(stanza.IQ).MakeError: On including sender XML #176
Description
Per RFC 6120 8.3.2., including the 'sender XML' is optional, however it seems deceptively easy to do with Fluux XMPP, given that iq of type get and set are defined to have only one1 child element per RFC 6120 8.2.3
As including sender XML in the response is optional, it's present in various XEP examples and may help debugging, so I explored including it -- even if I don't require this myself and I don't think any clients require responses to include it.
However, trivial assignment such as iqErr.Error = iq.Error would result in including a fully-deserialized-then-reserialized XML making this vulnerable to
- bugs in
XMLNameon the backing struct for the payload (that is: it doesn't match the type registry values) - other mismatches in the struct resulting in non-equivalent XML being generated on re-serialization
- more generally: the unstable-{attributes,directives,elements} flaw related to namespaces: Golang XML vulnerabilities #171.
Therefore: stanza.IQ could store the original bytes that the sender transmitted (taking care that overly-large stanzas don't DoS the service), and (stanza.IQ).MakeError could copy the bytes verbatim.
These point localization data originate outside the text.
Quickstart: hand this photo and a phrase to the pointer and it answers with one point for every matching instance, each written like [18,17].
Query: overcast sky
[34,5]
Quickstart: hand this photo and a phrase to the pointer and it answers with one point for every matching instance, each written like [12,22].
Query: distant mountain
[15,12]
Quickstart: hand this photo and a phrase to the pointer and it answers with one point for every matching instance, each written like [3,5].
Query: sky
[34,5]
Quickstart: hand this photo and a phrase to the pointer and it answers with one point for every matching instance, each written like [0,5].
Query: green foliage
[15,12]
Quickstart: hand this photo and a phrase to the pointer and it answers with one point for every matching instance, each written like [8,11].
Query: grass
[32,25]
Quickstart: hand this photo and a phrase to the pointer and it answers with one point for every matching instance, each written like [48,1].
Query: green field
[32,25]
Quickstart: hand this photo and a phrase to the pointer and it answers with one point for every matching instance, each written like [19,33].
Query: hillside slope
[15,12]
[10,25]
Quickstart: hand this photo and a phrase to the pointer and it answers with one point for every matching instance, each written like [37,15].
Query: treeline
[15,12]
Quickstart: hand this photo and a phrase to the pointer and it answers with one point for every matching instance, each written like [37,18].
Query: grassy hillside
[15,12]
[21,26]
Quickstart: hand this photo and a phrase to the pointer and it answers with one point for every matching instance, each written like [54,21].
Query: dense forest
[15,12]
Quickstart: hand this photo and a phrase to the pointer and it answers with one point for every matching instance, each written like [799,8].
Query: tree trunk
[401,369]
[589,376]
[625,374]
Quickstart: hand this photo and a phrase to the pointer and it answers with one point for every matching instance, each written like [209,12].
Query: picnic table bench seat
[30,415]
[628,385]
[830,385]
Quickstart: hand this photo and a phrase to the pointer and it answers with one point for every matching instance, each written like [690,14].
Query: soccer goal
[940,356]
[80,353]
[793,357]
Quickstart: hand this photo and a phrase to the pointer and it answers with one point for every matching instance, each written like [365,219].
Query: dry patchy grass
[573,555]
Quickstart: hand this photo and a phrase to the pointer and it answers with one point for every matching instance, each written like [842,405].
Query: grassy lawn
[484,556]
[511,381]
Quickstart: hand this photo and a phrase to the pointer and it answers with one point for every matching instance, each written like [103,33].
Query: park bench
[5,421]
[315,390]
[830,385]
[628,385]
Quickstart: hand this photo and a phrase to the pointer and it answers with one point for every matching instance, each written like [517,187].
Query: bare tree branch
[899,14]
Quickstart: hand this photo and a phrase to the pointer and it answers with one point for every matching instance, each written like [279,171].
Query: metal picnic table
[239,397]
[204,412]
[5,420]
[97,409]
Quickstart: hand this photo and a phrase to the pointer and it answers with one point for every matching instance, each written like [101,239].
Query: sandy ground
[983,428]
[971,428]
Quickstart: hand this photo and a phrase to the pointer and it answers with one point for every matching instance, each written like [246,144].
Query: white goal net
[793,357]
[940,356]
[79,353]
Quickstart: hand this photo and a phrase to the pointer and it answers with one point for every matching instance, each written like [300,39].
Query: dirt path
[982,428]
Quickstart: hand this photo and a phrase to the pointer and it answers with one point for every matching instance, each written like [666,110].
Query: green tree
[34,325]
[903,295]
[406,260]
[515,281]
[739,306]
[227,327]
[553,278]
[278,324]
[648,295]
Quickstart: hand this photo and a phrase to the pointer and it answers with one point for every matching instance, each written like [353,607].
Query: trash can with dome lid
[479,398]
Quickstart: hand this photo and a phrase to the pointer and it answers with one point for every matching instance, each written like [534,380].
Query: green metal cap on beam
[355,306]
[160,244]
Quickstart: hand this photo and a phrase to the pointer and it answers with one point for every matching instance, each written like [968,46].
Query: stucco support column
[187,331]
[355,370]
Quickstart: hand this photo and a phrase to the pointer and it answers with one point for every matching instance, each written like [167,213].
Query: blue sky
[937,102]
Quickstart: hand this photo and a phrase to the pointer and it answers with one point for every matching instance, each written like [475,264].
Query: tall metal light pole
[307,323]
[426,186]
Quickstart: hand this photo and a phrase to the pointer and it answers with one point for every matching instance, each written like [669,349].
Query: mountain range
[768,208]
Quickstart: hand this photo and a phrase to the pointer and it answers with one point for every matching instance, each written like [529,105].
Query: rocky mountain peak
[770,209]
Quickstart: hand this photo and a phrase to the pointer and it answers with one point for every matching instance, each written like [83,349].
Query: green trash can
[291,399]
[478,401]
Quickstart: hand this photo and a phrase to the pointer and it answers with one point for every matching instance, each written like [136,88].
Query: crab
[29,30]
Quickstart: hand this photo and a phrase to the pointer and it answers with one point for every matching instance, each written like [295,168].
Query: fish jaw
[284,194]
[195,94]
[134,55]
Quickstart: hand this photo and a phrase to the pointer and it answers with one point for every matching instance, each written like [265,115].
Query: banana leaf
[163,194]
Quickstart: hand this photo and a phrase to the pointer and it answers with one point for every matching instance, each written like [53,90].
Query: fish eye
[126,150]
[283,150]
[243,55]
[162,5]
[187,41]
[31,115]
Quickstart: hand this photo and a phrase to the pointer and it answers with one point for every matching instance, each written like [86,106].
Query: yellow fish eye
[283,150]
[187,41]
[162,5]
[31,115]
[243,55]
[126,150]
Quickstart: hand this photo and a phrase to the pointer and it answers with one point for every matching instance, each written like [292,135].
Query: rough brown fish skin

This itself may have the problem of inheriting the wrong xmlns depending on how the transmitting client defined the namespace prefixes2. Of course this may be overthinking it: I don't believe this data should be interpreted by any reasonable client, so maybe just including a copy captured during deserialization would be enough?
Does it make sense to make MakeError do the 'correct' thing, so devs are not inclined to assigning iq.Payload to iqErr.Payload resulting in incorrect 'sender XML' being sent over the wire? It may be too much effort, so perhaps just including a docstring explaining why the payload is not included would be sufficient?